Algunas horas atrás había cometido el error de contestar la llamada de Ronde Frazier, un viejo compañero de equipo que vivía en San Luis. Ronde había insistido en que se reunieran esa noche con otros jugadores que vivían en esa zona. Como Ronde le había cubierto las espaldas durante cinco temporadas, no podía negarse a ir, aunque eso echara a perder sus planes con Blue. Pero parecía que las cosas no se estaban resolviendo de la manera que ella quería. Él se percató de su expresión malhumorada y de cómo volvía con renuencia hacia él.
– ¿Algún problema? -dijo él.
– No. Ninguno. -Agarró la manilla de la puerta y luego dejó caer la mano-. Bueno, puede, pero no tiene importancia. Nada que no pueda resolver.

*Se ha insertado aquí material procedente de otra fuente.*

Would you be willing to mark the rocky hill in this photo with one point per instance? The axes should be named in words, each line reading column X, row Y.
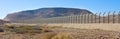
column 3, row 22
column 45, row 13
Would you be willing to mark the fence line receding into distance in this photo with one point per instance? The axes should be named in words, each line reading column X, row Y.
column 106, row 17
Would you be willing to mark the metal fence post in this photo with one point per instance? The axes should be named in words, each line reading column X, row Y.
column 104, row 17
column 95, row 17
column 119, row 17
column 113, row 17
column 108, row 17
column 88, row 18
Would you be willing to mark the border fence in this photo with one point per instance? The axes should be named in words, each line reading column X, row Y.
column 106, row 17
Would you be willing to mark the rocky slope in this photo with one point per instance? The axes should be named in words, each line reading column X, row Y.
column 3, row 22
column 45, row 13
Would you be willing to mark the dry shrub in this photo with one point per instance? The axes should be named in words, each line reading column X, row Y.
column 62, row 36
column 47, row 35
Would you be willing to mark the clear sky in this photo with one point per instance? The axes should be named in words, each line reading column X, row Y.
column 10, row 6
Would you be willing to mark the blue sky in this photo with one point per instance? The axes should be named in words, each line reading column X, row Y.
column 10, row 6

– ¿Crees que has resuelto bien las cosas hasta ahora?
– Podrías apoyarme de vez en cuando. -Abrió con fuerza la puerta del coche y lo miró por encima del techo-. Tiene el teléfono desconectado. Al parecer, se mudó, pero no me lo dijo.
La vida le acababa de brindar una nueva oportunidad. Era asombroso lo que lo satisfacía tener a una mujer como Blue Bailey a su merced.
– Lamento oír eso -dijo él con aparente sinceridad-. ¿Qué vas a hacer ahora?
– Ya pensaré algo.
Cuando se incorporó a la interestatal, decidió que era una pena que la señora O'Hara no le respondiera al teléfono o podría haberle dicho que iba de camino a la granja y que llevaba consigo a su primer invitado.
– He estado considerando todos tus problemas, Blue. -Adelantó a toda velocidad a un descapotable rojo-. Esto es lo que he pensado…
4
April Robillard cerró su correo electrónico. ¿Qué diría Dean si conociera la verdadera identidad de su ama de llaves? Ni siquiera quería pensar en ello.
– Quieres que conectemos el horno, ¿no, Susan?
«No, tío, quiero que conectes los geranios y freír el jardín.»
– Sí, conéctalo tan pronto como puedas.
Pasó por encima de los restos del empapelado que los pintores habían quitado de las paredes de la cocina. Cody, que era más joven que su hijo, no era el único de los trabajadores que inventaba excusas para hablar con ella. Puede que tuviera cincuenta y dos años, pero los chicos no lo sabían y revoloteaban a su alrededor como si ella fuera un potente generador de vibraciones sexuales. Pobres chicos. ella ya no se entregaba con tanta facilidad.
Cogió su iPod para ahogar el ruido de las obras con rock, pero antes de poder ponerse los auriculares, Sam, el carpintero, asomó la cabeza por la puerta de la cocina.
– Susan, ven a revisar los cuartos de baño de la primera planta. Dime si te parece bien cómo quedan los extractores de aire.
Ya había revisado los extractores de aire esa misma mañana con él, pero aun así lo siguió por el vestíbulo, sorteando un compresor y un montón de telas. La casa se había edificado a principios del siglo XIX y la habían rehabilitado en los años setenta, época en la que habían hecho las instalaciones de fontanería, electricidad y aire acondicionado. Por desgracia esa modernización había incluido también un cuarto de baño con los azulejos en color verde aguacate y la pobre decoración de la cocina: parquet barato y suelos de vinilo en color dorado que ahora estaban sucios y agrietados por el uso. Durante los últimos dos meses, se había dedicado a modificar esos errores y a restaurar el lugar tal como debería ser, una granja tradicional lujosamente modernizada.
El brillante sol de primera hora de la tarde se filtraba a través de las nuevas vidrieras, iluminando las partículas de polvo que flotaban en el aire, pero lo peor de la reforma ya había terminado. Sus sandalias de tacón con pedrería repicaron en el suelo de madera del vestíbulo. Sus brazaletes tintinearon. Incluso en medio de toda esa suciedad y desorden, le gustaba vestir con elegancia.